Filed Pursuant to Rule 424(b)(3)
Registration No. 333-202960

PROSPECTUS SUPPLEMENT

(To Prospectus Supplement dated August 21, 2015,

and the accompanying Prospectus dated August 19, 2015)

 

 

$21,854,722

 

LOGO

Common Stock

This prospectus supplement updates and amends certain information contained on the cover page of the prospectus supplement dated August 21, 2015, which prospectus supplement and the accompanying prospectus dated August 19, 2015 (together, the “2015 prospectus”) relate to the offer and sale of shares of our common stock having an aggregate offering price of up to $30,000,000 through Cowen and Company, LLC in accordance with the terms of the sales agreement dated August 21, 2015. This prospectus supplement should be read in conjunction with the 2015 prospectus, and is qualified by reference to the 2015 prospectus, except to the extent that the information presented herein supersedes the information contained in the 2015 prospectus. This prospectus supplement is not complete without, and may only be delivered or utilized in connection with, the 2015 prospectus, including any amendments or supplements thereto.

Through May 13, 2016, we have sold shares of our common stock through Cowen under the sales agreement for an aggregate purchase price of approximately $262,004. We are filing this prospectus supplement to amend the 2015 prospectus because we are now subject to General Instruction I.B.6 of Form S-3, which limits the amounts that we may sell under the registration statement of which this prospectus supplement and the 2015 prospectus are a part. As a result of these limitations and the current public float of our common stock, and in accordance with the terms of the sales agreement, we may offer and sell additional shares of our common stock having an aggregate offering price of up to $21,854,722 from time to time through Cowen.
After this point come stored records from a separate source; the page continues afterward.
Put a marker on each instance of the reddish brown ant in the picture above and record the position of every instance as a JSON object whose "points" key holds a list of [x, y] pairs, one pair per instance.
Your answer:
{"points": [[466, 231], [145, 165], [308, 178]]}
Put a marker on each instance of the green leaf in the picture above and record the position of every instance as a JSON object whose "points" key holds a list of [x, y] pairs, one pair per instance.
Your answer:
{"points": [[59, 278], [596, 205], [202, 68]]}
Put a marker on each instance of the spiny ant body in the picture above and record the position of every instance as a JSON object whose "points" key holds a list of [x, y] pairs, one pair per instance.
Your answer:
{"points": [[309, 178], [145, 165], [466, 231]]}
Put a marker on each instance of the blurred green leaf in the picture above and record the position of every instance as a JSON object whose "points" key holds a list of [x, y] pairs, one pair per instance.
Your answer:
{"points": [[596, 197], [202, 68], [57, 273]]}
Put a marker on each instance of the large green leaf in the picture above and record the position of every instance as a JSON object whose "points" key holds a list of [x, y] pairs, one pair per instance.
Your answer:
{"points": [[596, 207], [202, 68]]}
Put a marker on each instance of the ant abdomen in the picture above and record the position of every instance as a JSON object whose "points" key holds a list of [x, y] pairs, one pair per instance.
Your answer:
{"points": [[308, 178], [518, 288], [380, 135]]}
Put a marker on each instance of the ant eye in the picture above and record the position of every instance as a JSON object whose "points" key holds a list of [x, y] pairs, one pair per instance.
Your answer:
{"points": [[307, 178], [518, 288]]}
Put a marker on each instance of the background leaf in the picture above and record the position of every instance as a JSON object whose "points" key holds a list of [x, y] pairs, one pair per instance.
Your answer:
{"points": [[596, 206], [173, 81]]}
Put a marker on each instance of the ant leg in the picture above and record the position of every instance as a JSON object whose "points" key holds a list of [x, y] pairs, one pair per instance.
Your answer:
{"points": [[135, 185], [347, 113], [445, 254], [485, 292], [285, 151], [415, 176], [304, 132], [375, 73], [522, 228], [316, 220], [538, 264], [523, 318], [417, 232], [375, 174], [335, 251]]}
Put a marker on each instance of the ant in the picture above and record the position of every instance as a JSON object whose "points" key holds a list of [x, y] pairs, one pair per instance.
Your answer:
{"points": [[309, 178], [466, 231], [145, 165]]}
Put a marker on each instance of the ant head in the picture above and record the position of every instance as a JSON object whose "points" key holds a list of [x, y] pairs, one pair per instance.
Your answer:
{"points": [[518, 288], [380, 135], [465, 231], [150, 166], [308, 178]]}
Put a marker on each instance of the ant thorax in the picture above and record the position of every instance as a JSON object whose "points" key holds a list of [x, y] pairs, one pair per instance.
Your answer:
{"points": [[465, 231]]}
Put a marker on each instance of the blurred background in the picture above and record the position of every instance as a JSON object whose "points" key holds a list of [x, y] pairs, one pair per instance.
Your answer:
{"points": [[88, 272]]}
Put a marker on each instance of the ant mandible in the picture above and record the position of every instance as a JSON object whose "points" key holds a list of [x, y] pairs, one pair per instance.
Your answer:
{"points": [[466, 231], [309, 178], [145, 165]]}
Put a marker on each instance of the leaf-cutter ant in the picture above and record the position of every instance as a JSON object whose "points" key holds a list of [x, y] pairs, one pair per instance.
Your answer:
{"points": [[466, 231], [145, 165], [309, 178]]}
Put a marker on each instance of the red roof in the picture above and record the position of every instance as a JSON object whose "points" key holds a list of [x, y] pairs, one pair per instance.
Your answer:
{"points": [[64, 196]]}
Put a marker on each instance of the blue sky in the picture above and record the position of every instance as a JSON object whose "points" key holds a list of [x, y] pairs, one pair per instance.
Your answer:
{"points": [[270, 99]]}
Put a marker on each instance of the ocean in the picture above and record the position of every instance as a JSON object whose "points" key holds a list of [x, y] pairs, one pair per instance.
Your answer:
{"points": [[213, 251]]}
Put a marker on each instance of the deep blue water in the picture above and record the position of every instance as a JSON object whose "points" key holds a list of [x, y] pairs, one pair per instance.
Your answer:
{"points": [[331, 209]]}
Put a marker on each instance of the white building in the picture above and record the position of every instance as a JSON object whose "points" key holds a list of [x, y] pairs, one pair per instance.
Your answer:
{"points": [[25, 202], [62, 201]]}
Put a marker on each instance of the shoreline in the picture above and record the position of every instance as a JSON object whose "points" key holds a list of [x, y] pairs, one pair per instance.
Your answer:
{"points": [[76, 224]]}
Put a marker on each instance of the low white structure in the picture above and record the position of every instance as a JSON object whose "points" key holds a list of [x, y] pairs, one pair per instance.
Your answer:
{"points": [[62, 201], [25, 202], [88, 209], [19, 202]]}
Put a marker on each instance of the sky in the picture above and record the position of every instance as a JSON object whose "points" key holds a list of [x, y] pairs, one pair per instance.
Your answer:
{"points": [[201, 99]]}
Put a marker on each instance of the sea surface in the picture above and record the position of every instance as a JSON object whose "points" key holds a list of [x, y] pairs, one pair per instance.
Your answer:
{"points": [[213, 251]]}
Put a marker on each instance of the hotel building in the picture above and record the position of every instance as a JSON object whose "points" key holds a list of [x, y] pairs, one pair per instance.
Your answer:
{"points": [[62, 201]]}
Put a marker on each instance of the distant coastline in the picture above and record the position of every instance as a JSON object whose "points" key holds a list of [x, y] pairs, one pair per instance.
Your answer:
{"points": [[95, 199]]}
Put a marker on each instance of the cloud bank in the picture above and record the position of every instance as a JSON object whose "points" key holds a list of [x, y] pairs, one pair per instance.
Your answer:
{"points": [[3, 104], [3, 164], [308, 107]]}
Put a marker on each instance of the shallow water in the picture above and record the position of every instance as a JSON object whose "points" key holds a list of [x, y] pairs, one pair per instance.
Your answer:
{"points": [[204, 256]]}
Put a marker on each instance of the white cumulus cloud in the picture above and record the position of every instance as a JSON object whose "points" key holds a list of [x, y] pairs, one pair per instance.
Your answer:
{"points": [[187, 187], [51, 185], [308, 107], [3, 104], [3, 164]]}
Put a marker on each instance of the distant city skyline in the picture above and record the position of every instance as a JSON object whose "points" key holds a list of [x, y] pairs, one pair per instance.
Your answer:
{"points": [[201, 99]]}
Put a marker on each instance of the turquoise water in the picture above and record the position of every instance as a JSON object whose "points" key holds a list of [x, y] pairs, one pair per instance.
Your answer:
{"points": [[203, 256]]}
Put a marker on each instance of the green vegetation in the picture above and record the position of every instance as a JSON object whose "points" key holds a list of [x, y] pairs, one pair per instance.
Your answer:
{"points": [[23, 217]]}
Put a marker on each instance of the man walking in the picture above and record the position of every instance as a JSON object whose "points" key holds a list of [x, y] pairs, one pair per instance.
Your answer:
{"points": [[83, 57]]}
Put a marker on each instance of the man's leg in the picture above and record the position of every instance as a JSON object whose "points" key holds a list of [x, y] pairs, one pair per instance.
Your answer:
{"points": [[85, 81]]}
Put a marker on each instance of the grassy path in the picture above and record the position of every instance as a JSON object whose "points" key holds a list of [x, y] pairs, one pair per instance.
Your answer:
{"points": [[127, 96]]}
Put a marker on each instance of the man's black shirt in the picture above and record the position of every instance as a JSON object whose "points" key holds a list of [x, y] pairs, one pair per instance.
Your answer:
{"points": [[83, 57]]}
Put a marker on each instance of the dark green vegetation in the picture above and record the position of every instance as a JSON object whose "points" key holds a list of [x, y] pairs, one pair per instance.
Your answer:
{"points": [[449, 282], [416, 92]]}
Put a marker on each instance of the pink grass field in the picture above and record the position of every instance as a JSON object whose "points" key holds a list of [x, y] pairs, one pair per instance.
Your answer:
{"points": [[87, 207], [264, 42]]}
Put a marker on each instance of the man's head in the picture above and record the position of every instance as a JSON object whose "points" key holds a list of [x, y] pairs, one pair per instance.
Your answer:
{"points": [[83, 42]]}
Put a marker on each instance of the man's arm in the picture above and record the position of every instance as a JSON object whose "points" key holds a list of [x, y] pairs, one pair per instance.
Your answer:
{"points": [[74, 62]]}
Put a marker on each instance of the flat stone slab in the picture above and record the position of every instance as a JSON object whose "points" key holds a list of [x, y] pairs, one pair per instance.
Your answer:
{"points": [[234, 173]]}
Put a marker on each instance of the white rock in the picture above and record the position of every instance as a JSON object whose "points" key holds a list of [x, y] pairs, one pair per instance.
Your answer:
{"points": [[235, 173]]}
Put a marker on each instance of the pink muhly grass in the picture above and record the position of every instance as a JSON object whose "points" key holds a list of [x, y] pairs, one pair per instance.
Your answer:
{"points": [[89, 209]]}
If our public float increases such that we may sell additional amounts under the sales agreement and the registration statement of which this prospectus supplement and the 2015 prospectus are a part, we will file another prospectus supplement prior to making additional sales.
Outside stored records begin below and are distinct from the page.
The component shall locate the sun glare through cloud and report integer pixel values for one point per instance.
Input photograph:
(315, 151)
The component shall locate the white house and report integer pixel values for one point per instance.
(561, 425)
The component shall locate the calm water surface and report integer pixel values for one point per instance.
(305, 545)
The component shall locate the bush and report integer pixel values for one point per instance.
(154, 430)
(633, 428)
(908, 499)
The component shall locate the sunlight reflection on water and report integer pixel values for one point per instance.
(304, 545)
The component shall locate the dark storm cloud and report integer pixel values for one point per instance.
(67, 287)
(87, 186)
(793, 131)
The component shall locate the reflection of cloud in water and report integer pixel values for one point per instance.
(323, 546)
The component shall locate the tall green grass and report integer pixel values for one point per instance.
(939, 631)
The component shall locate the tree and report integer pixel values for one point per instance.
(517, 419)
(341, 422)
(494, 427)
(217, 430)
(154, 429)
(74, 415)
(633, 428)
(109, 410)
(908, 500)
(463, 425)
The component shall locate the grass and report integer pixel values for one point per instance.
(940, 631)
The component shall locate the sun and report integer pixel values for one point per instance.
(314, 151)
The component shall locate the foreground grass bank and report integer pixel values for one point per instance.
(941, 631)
Our common stock is listed on the NYSE MKT under the symbol “MSTX.” On May 13, 2016, the last reported sale price of our common stock on the NYSE MKT was $0.2955 per share. Based on the reported sale price of $0.35 of our common stock on the NYSE MKT on April 18, 2016, the aggregate market value of our public float, calculated according to General Instruction I.B.6 of Form S-3, is approximately $66,350,178, which was calculated based on 189,571,938 shares of our common stock outstanding held by non-affiliates. As of the date hereof, we have offered and sold common stock with an aggregate market value of $201,865 pursuant to General Instruction I.B.6 of Form S-3 during the prior 12 calendar month period that ends on and includes the date hereof.
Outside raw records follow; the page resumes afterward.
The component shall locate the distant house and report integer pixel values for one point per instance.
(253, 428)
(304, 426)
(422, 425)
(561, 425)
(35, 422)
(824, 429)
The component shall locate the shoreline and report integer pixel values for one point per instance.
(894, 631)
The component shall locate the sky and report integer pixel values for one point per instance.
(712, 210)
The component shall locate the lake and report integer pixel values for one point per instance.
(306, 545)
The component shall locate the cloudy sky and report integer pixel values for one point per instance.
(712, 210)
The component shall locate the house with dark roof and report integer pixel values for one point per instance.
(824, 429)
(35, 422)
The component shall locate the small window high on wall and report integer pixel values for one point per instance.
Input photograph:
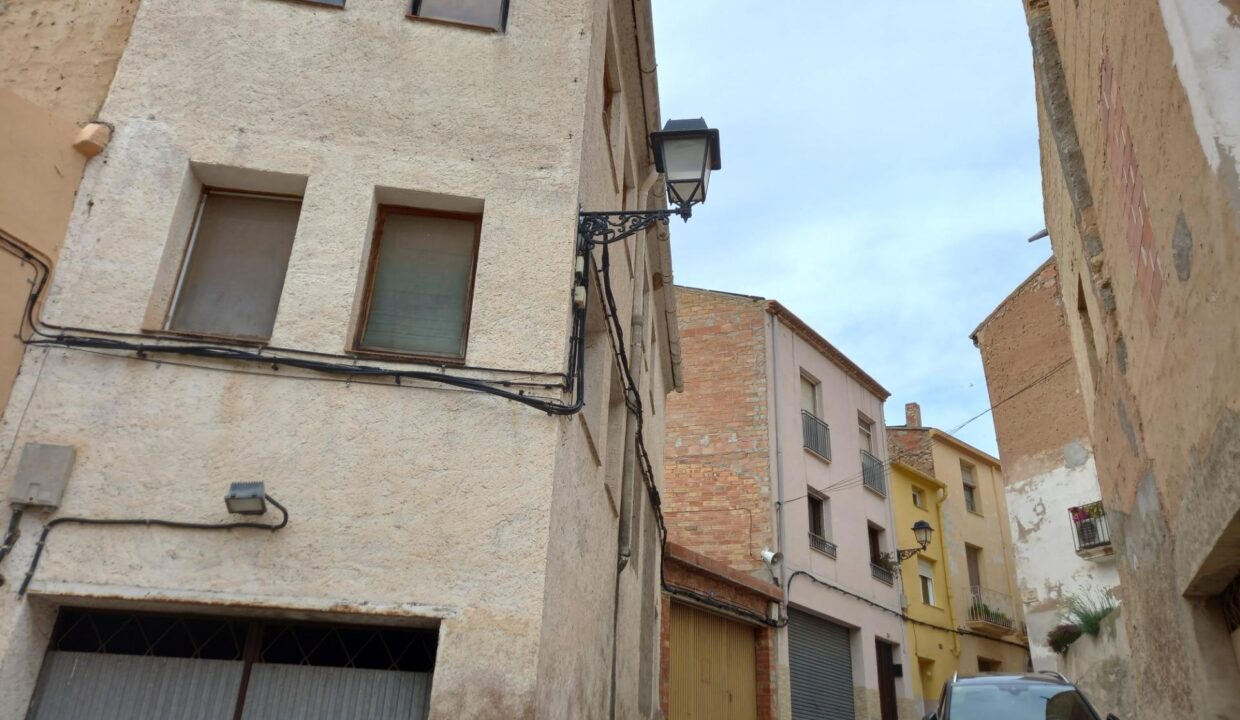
(489, 14)
(420, 284)
(234, 265)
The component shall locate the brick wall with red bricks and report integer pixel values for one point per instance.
(717, 488)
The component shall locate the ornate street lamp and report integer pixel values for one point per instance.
(923, 532)
(686, 151)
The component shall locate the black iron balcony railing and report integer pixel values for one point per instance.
(872, 474)
(822, 544)
(882, 573)
(988, 606)
(1090, 529)
(817, 435)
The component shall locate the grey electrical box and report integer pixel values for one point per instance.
(42, 474)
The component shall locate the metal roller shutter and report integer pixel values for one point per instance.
(820, 659)
(77, 685)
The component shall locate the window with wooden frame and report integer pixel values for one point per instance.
(485, 14)
(925, 571)
(966, 478)
(234, 264)
(419, 284)
(820, 516)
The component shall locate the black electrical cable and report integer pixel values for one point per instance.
(11, 535)
(885, 609)
(144, 347)
(719, 604)
(177, 524)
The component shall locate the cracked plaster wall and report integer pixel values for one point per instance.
(409, 504)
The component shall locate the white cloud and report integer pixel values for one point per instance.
(879, 175)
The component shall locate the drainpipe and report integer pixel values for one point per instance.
(636, 348)
(943, 550)
(779, 460)
(629, 470)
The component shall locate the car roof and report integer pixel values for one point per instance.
(1009, 678)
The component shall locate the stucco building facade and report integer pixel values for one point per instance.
(444, 497)
(975, 539)
(776, 444)
(1140, 118)
(1048, 459)
(56, 66)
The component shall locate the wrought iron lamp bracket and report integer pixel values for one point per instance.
(603, 228)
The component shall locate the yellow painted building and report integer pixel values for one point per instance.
(964, 615)
(934, 648)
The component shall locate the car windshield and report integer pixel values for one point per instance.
(1018, 702)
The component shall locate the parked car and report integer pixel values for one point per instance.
(1013, 697)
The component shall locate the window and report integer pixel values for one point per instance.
(234, 265)
(492, 14)
(866, 429)
(876, 544)
(966, 477)
(420, 284)
(810, 395)
(974, 560)
(925, 570)
(820, 517)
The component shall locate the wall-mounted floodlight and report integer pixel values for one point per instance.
(246, 498)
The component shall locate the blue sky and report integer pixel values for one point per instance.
(879, 176)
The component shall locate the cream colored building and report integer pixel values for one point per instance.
(976, 538)
(239, 253)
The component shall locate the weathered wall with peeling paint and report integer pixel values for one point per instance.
(1048, 465)
(411, 504)
(1101, 668)
(1145, 228)
(61, 55)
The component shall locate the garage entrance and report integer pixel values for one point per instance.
(820, 657)
(155, 667)
(712, 667)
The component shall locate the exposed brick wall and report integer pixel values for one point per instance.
(910, 446)
(717, 478)
(1023, 342)
(1147, 227)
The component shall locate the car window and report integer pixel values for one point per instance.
(1018, 702)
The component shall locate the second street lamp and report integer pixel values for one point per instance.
(923, 532)
(685, 151)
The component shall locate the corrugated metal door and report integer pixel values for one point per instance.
(712, 663)
(309, 693)
(75, 685)
(820, 661)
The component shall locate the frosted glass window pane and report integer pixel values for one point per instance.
(485, 13)
(234, 272)
(809, 397)
(422, 278)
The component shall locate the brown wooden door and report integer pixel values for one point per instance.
(712, 673)
(885, 680)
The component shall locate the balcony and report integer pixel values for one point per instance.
(872, 474)
(1090, 531)
(991, 612)
(883, 574)
(817, 435)
(822, 545)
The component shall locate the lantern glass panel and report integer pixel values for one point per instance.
(687, 164)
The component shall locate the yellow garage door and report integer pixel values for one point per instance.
(712, 667)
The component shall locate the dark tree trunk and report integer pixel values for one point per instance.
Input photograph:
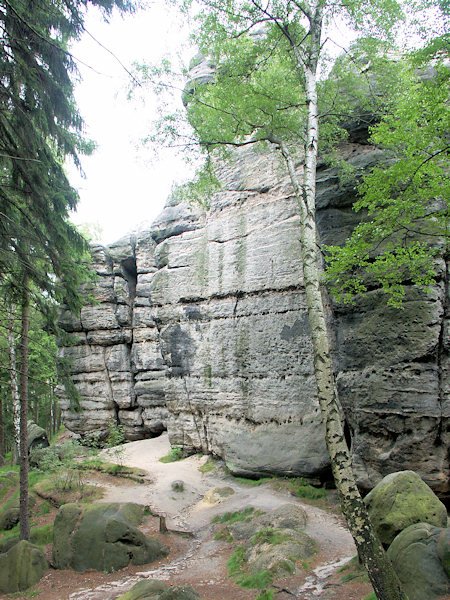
(23, 458)
(2, 437)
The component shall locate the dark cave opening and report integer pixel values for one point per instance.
(129, 271)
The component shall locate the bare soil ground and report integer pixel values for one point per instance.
(197, 559)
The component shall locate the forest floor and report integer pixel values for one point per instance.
(195, 557)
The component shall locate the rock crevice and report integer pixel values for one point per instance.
(201, 328)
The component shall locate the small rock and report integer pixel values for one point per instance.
(21, 567)
(178, 485)
(402, 499)
(9, 518)
(443, 549)
(414, 556)
(218, 495)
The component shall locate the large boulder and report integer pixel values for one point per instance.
(157, 590)
(402, 499)
(102, 536)
(415, 559)
(21, 567)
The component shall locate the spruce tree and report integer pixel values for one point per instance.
(41, 252)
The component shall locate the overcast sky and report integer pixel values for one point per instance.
(123, 186)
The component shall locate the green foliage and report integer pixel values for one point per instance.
(349, 577)
(236, 562)
(208, 466)
(266, 595)
(270, 536)
(173, 455)
(41, 536)
(255, 581)
(223, 535)
(405, 199)
(115, 441)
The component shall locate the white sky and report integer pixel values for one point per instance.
(123, 187)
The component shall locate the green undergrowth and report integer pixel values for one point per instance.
(118, 470)
(208, 466)
(260, 580)
(25, 594)
(353, 570)
(173, 455)
(270, 536)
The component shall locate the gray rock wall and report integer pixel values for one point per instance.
(201, 328)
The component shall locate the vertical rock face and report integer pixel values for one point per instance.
(201, 328)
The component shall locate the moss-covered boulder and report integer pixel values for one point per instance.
(9, 518)
(21, 567)
(278, 551)
(443, 549)
(102, 536)
(414, 556)
(157, 590)
(402, 499)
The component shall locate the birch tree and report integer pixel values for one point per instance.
(266, 90)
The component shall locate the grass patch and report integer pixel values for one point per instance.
(174, 455)
(256, 581)
(269, 536)
(25, 594)
(349, 577)
(208, 466)
(266, 595)
(41, 536)
(236, 562)
(45, 507)
(64, 487)
(223, 535)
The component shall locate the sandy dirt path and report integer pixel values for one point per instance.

Investing in our securities involves a high degree of risk. See “Risk Factors,” beginning on page S-4 of the 2015 prospectus and under the heading “Risk Factors” included in our most recent annual report on Form 10-K and in our most recent quarterly report on Form 10-Q, and any amendments thereto, which are incorporated by reference into the 2015 prospectus, for a discussion of the factors you should carefully consider before deciding to purchase our securities.

Neither the Securities and Exchange Commission nor any state securities commission has approved or disapproved of these securities or determined if this prospectus supplement or the 2015 prospectus is truthful or complete. Any representation to the contrary is a criminal offense.